September 2, 2017 rbksa 0
Thu, 2017-08-31 03:00

LOS ANGELES: Motel 6 has agreed to pay $250,000 to settle a lawsuit brought by Los Angeles that alleged one of the chain’s locations was a base for human traffickers, drug dealers and gang members, prosecutors said.
Los Angeles City Attorney Mike Feuer told The Associated Press on Wednesday that the money will be used to help deter human trafficking.
The city in November sued the managers of a motel in the city’s Sylmar neighborhood and G6 Hospitality Property LLC, which operates the Motel 6 chain, seeking to quell what city officials called “unrelenting crime and nuisance activity.”

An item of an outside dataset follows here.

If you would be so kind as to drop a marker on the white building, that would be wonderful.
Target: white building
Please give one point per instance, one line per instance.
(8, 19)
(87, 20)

Los Angeles police had made more than 60 arrests at the location since 2013 for prostitution, battery, firearms possession and drug-related charges, authorities said.
“We allege this has been used as a base for which known gang members and drug dealers had operated,” Feuer said. “We allege that there was prostitution happening at this site — pimps and prostitutes both — and we allege it was a base for stolen goods, for distributing drugs like meth and cocaine and heroin.”
Raiza Rehkoff, a spokeswoman for G6 Hospitality, did not immediately respond to an e-mailed request for comment on the settlement.
In one case, staff members “didn’t hesitate” to rent a room to an undercover police officer who had been posing as a pimp and told the workers that he intended for another undercover officer to work as a prostitute there, the lawsuit alleged.
In another incident, three undercover police officers were approached at the motel’s pool by a suspected gang member who propositioned them to work as prostitutes, offered to act as their pimp and said he would post ads on a website in exchange for half of the proceeds, Feuer said.
A loaded handgun was found hidden in a box-spring under a mattress, and police had arrested suspects in several different robberies at the motel, the city attorney said.
“Our settlement commits Motel 6 to comprehensive, concrete action that’s focused on security at the site and strong management at the site,” Feuer said.
As part of the settlement agreement, the motel will require guests to provide valid photo identification, hire security guards and post signs in the lobby about human trafficking.
The motel also will give Los Angeles police access to its guest list and visitor logs, as well as give officers access to remotely monitor the motel’s security cameras.